Sakran: It has definitely been a big part of who I am and what I do. I do not know what you were like at 17, but I think most 17-year-olds cannot really see past Friday night, as I think Brad Paisley says in one of his songs. At that age, you do not know what you want to do with the rest of your life. You do not appreciate the fact that you are mortal. You do not appreciate the fact that you have people in your life who are looking out for you and trying to guide you.

I was nearly killed after a .38-caliber bullet ripped through my throat and ended up in my shoulder. But I was given a second chance, and it really opened up my eyes. It inspired me to go into medicine and to become a trauma surgeon. Most recently it got me asking, how do we work at the nexus of medicine, public health, and public policy to make our communities safer all across this country?

I am grateful for the second chance I have been given. I only hope to be able to translate that horrible experience into something positive.

Glatter: Your story is inspirational. I got chills when I read about you and saw your convocation into the American College of Surgeons. It certainly made me think, because I have done some surgical training. It rang true and brought back so many memories of seeing young kids and teens on the front lines, getting injured. Thank you again for your dedication.

A Patient's Long Road to Recovery

Glatter: The long-term prognosis after these gunshot wounds is something we do not talk much about. Chronic pain, wound healing, post-traumatic stress disorder, and the psychiatric fallout need to be brought up. What is your opinion on these issues?

Goldberg: Yes. It can be devastating. As Joe said, most of the folks being shot in our cities are young African American males who, at 17 and 18, should be looking toward a bright future. Instead they find themselves with colostomies, or being paraplegic or quadriplegic, with long bone fractures, and whatever injuries you can think of. Even when the physical wounds are healed, they may not be completely healed, and they have all of the emotional and mental wounds that come with that. We are not always able to provide them with the support they need in the long term.

Glatter: That is a good point. We do not have a system in place that deals with the chronicity of care after this horrific injury. It also wields an economic toll. This could put people forever in an economic disadvantage for their entire lives, beyond just the physical and the psychological aspects.

Goldberg: It will affect them and their families forever.

Glatter: Heather, I am sure you have dealt with the fallout of these injuries.
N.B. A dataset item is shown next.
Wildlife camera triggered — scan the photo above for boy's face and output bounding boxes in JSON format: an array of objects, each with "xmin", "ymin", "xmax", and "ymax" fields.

You may be consulted about an interventional procedure. What is your experience with this?

Sher: I am a diagnostic radiologist, so this may be a better question for surgeons. We do see that with the AR-15 injuries, patients have a much rockier hospital course. The care and the complication rates are significantly higher. As Dr Goldberg pointed out, these are rare injuries and most of these patients die in the field. I think the ones that make it to us clinically are those who have extremity wounds and were shot in the periphery of the body. But injuries from the AR-15 are typically lethal.

Glatter: Any further issues to bring up, Dr Sakran?

Sakran: We are at a point in time where we must seriously look at a multipronged approach that incorporates education, research, and common-sense legislation. We have to remember that, as healthcare providers, all of us are responsible to transform and shape the public narrative into action.

Sometimes we underestimate how important and powerful that is. It does not have to be as dramatic as being shot in the throat. Each one of our panelists is an expert in his or her own right and has tremendous experience. I encourage folks to go out and advocate; to have a voice and stand up, just as the young people in this country are. I believe it is powerful and that we are at a tipping point.

Glatter: Dr Goldberg, any final thoughts?

Goldberg: We can't stop the conversation. We can't stop our action. We must continue on and make sure that we effect some implementable change.

Glatter: I want to thank this incredible panel, Dr Sher, Dr Goldberg, and Dr Sakran. Thank you again for your time.